En 2005, selon les autorités marocaines, le démantèlement de plus de 380 réseaux mafieux spécialisés dans l'immigration clandestine a permis l'arrestation de 28 580 candidats à cette immigration illégale (dont 7 440 marocains et 21 140 extra-nationaux, originaires pour la plupart de pays subsahariens).
Médecins sans frontières, l'organisation non gouvernementale travaillant sur le terrain, dénonce, elle, le fait que les migrants en transit sur le territoire marocain soient malmenés ; ces migrants sont en effet arrêtés et jugés arbitrairement, sans avocat pour leur défense, sans interprète de la langue arabe, langue que souvent ils ne comprennent pas.
Le Maroc est confronté depuis plusieurs années au terrorisme, malgré une présence accrue des autorités sur le terrain de la lutte anti-terroriste : l'une des principales cellules islamistes est le Groupe islamique des combattants marocains (GICM). Les attentats du 16 mai 2003 à Casablanca ont fait 45 morts et une centaine de blessés. Fin décembre 2006, deux islamistes marocains ont été condamnés à mort par le tribunal anti-terroriste de Salé pour « préparation d'actes terroristes au Maroc ». En 2007, plusieurs attentats-suicides touchent Casablanca, dans un cyber-café le 11 mars à Sidi Moumen et trois autres dans le quartier El Farah le 10 avril, deux policiers ont été blessés lors de la deuxième explosion, un a succombé à ses blessures lors de son transfert à l'hôpital, l'autre a eu des blessures moins lourdes et a survécu.

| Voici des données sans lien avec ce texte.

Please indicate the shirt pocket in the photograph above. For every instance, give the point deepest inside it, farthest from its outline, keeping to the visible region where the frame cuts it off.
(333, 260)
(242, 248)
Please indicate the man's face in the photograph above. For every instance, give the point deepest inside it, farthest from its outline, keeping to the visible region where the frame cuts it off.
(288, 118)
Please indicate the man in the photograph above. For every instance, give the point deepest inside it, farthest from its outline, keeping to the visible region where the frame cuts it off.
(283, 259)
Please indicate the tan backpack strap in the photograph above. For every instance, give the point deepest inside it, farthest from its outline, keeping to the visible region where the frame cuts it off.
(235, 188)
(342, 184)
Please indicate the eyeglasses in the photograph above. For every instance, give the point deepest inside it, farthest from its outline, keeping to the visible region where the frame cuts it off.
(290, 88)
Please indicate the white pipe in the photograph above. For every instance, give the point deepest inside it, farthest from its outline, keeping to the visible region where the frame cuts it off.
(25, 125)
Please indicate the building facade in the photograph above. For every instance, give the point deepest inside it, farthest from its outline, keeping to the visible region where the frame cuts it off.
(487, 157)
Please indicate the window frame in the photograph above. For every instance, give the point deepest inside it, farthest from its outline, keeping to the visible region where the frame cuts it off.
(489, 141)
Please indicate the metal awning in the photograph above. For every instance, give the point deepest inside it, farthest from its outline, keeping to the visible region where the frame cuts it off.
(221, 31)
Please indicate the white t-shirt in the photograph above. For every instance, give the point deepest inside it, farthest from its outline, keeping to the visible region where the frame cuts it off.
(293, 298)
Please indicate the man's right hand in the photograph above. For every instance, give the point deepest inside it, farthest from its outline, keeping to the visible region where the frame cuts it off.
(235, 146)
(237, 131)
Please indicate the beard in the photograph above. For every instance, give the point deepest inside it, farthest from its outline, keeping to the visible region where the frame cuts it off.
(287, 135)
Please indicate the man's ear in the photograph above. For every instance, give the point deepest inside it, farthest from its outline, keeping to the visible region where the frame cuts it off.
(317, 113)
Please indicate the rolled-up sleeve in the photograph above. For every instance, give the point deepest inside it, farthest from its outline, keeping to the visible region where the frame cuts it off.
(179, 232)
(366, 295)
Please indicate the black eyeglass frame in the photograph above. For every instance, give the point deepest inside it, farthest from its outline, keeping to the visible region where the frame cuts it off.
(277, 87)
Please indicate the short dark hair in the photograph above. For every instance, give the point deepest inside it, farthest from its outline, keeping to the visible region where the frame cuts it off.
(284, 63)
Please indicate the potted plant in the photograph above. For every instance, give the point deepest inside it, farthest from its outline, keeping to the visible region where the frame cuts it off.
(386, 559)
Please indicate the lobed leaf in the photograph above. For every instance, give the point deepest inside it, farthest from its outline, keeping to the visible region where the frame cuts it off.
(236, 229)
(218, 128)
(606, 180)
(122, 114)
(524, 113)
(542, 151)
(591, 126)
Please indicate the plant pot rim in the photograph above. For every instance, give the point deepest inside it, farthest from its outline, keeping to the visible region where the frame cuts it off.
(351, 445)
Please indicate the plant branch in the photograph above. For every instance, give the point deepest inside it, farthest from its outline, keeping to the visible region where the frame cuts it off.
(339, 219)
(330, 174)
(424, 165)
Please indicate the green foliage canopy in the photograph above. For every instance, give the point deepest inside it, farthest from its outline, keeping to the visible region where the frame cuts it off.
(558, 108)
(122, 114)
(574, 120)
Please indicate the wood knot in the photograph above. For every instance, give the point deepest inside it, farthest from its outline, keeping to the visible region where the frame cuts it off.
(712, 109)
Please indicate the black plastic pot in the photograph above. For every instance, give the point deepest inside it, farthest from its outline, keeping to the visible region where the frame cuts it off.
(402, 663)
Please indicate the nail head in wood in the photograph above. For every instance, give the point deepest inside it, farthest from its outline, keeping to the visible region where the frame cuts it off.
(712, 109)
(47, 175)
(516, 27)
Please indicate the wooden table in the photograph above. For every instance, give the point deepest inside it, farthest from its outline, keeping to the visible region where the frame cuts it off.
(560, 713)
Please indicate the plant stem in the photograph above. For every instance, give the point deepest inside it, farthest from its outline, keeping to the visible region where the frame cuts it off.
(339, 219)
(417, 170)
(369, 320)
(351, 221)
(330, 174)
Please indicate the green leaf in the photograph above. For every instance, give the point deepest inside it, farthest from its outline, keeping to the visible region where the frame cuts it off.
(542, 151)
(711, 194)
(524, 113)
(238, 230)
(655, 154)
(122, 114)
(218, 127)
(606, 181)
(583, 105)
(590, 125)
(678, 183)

Le samedi 14 avril 2007, un terroriste s'est fait exploser devant le Centre américain de langue, alors qu'un autre s'est fait exploser quelques secondes après à une centaine de mètres de lui. Ces explosions n'ont fait aucun mort sauf les kamikazes eux-mêmes. La police a réussi dans la journée à arrêter le chef de la cellule terroriste ainsi que son adjoint, et a pu localiser leur laboratoire où ils fabriquent les explosifs.